Executive Summary
Faced with 10‑year‑old Ivy Bridge servers, fragmented GPUs, and mounting energy bills, the lab launched a six‑month modernization from January to June 2025. The goals were to:
- Cut idle power and HVAC costs
- Consolidate scattered compute and GPU resources
- Standardize on IaC for repeatable, vendor‑agnostic deployments
- Prepare for I/O‑intensive AI and CI/CD workloads
Key results:
Key metric | Early 2025 | June 2025 | Δ |
---|---|---|---|
Idle rack draw | ~1 700 W | ~1 000 W | ‑700 W (‑41 %) |
Annual energy cost¹ | $2 637 | $1 551 | ‑$1 086 / yr |
¹$0.17 kWh Minnesota residential rate.
Baseline Challenges
Pain point | Symptom | Business impact |
---|---|---|
Excess idle power & heat | 1 700 W draw, noisy fans | +$2.6 k/yr Opex; thermal stress |
Fragmented GPU pool | Five hosts, five kernels | Under‑utilised GPUs; manual pinning |
Aging Ceph disks | SATA + DRAM‑less NVMe failures | Rebuild cycles, sluggish pipelines |
Manual VM provisioning | Proxmox templates only | Hours to rebuild; config drift |
Limited IaC | Ad‑hoc scripts | Inconsistent state; hard to audit |
Intervention Strategy
- Compute consolidation
- Retired 4 dual‑socket Ivy Bridge nodes and 1 GPU node
- Added AMD EPYC 7551P (32C, SMT‑off, 512 GB DDR4) redeploying 3 × Tesla P4
- Storage upgrade
- Both HL15 pods → Xeon Gold 6154 (18C, HT‑off) + 256 GB DDR4
- Installed 5 × NVMe OSDs each (PCIe bifurcation)
- Workstation separation
- Added Tesla T40 (24 GB) for local ML; kept RTX 3070 Ti for media
- IaC refactor
- Terraform + Ansible (Kuberspray) deploy a 6‑node k8s cluster (3 masters / 3 GPU workers)
- Back‑end network moved to bonded 10 Gb SFP+; SD‑WAN (Tailscale) for private access
- Ceph modernization
- Replication 3 → 4; CephFS volumes 8 → 2 to cut IOPS amplification
- DRAM‑less NVMe drives replaced with cache‑backed units
Impact Narrative
🧊 Power & Cooling
Retiring Ivy Bridge iron cut 700 W and trimmed rack inlet temps by 10 °F. Fans slowed, reducing studio noise and deferring HVAC upgrades.
⚙️ Compute & GPU Efficiency
A single EPYC node now hosts 32 physical cores (cluster‑wide) and three P4s.

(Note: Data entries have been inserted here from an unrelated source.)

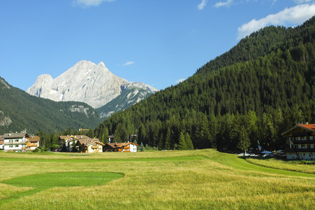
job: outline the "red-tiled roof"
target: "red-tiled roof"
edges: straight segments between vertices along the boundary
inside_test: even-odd
[[[139,146],[137,144],[134,144],[133,142],[125,142],[125,143],[109,143],[107,145],[110,146],[112,148],[122,148],[123,146],[128,146],[129,144],[134,144],[136,146]]]
[[[80,144],[85,145],[85,146],[87,146],[90,145],[91,144],[97,143],[98,144],[101,144],[104,146],[105,144],[103,144],[103,142],[99,141],[98,139],[82,139],[78,140]]]
[[[286,135],[287,134],[290,134],[293,130],[296,129],[297,127],[306,129],[309,131],[314,131],[315,132],[315,124],[297,124],[295,126],[292,127],[291,129],[286,131],[285,132],[282,133],[281,135]]]
[[[315,124],[303,124],[303,125],[298,125],[298,126],[315,131]]]
[[[31,142],[37,142],[41,140],[41,138],[38,136],[34,136],[29,138],[29,141]]]

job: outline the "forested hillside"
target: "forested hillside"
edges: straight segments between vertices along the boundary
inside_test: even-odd
[[[114,114],[95,130],[105,140],[159,149],[238,151],[285,148],[281,134],[298,122],[315,123],[315,18],[294,29],[268,27],[242,39],[186,80]],[[182,136],[182,137],[181,137]],[[189,139],[186,139],[189,142]]]
[[[69,127],[95,127],[99,123],[95,109],[81,102],[55,102],[31,96],[0,77],[0,134],[37,131],[58,132]]]

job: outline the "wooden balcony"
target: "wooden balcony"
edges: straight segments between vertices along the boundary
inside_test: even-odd
[[[294,144],[315,144],[315,140],[295,140],[293,141]]]
[[[295,148],[295,152],[315,152],[315,148]]]
[[[36,143],[27,142],[27,147],[37,147]]]

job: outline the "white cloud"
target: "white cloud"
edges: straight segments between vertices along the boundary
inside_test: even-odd
[[[177,80],[176,83],[180,83],[182,82],[184,82],[184,80],[185,80],[185,79],[183,79],[183,78]]]
[[[228,0],[224,2],[222,1],[218,2],[216,4],[214,4],[214,6],[216,8],[219,8],[221,6],[230,7],[230,6],[231,6],[232,4],[233,4],[233,0]]]
[[[134,63],[135,63],[134,62],[126,62],[126,63],[124,63],[124,64],[123,64],[123,66],[129,66],[129,65],[133,64]]]
[[[207,0],[201,0],[200,4],[198,5],[198,9],[200,10],[203,10],[205,8],[205,5],[207,4]]]
[[[293,0],[296,4],[304,4],[311,2],[312,0]]]
[[[82,7],[98,6],[103,2],[111,2],[115,0],[73,0],[73,4],[75,6]]]
[[[303,23],[315,15],[315,4],[301,4],[286,8],[277,14],[269,15],[258,20],[253,19],[238,28],[237,39],[268,25],[296,25]]]

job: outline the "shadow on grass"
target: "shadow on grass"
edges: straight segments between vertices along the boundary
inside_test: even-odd
[[[17,192],[8,198],[0,200],[0,206],[52,188],[101,186],[122,177],[124,174],[122,174],[93,172],[51,173],[17,177],[1,183],[17,187],[30,187],[33,189]]]

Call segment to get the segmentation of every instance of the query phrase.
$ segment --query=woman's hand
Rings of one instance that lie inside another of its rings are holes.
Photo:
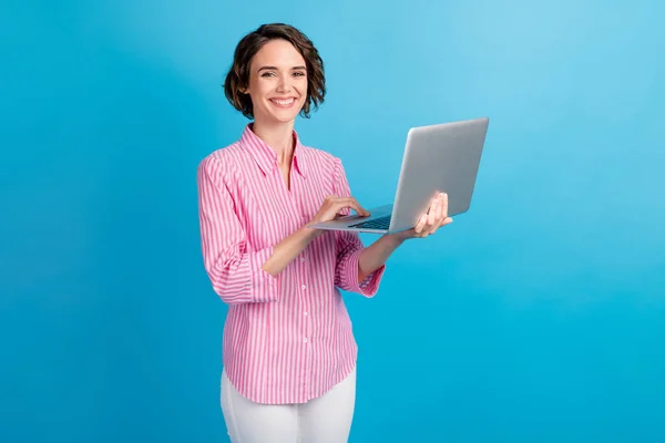
[[[334,220],[338,215],[342,215],[341,212],[347,208],[354,209],[361,217],[369,215],[369,212],[360,206],[354,197],[329,195],[309,224]]]
[[[439,193],[437,197],[432,198],[428,210],[420,216],[412,229],[390,234],[390,236],[395,236],[400,241],[415,237],[422,238],[434,234],[441,226],[451,223],[452,218],[448,216],[448,194]]]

Kubernetes‑level GPU time‑slicing tripled available accelerator‑hours with no manual affinity.
📦 Storage Resilience
NVMe‑backed OSDs plus replication‑4 slashed write tail‑latency and tolerate two simultaneous OSD‑host failures. CI image‑push times fell from 2 min → 55 s.
💡 Automation & Ops
All infra lives in Git. Bare‑metal bring‑up: 90 min. Drift detected in minutes. SD‑WAN + Cloudflare WAF isolate services from the public Internet, enforcing Zero‑Trust.
👩💻 Developer Experience
The T40 provides 24 GB VRAM for local inference; the k8s GPU pool handles production jobs. Windows media tasks stay on the RTX 3070 Ti — no contention.
6 Lessons Learned
What worked | To refine |
---|---|
Workload profiling before buying iron | Plan EPYC PCIe lanes for future NICs |
IaC‑first enabled safe, iterative redeploys | P4 time‑slicing still RAM‑limited (8 GB vRAM) |
Early NVMe OSD tests validated Ceph configs | Add CephFS+NFS‑Ganesha for legacy VMs |
7 Next Steps (2H 2025)
- Add three NVIDIA T4s to raise GPU VRAM and efficiency
- Enable Ceph cache‑tiering with spare NVMe for video ingest
- Adopt Cluster‑API for declarative bare‑metal scaling
- Target 800 W idle by phasing out remaining DDR3 hardware
- Real‑time Syncthing backups across two remote edge nodes for DR compliance
Bottom line: Modernization cut energy burn by 40 %, doubled storage performance, and turned a fragile, hand‑tuned cluster into a reproducible, IaC‑driven platform ready for AI, automation, and future growth.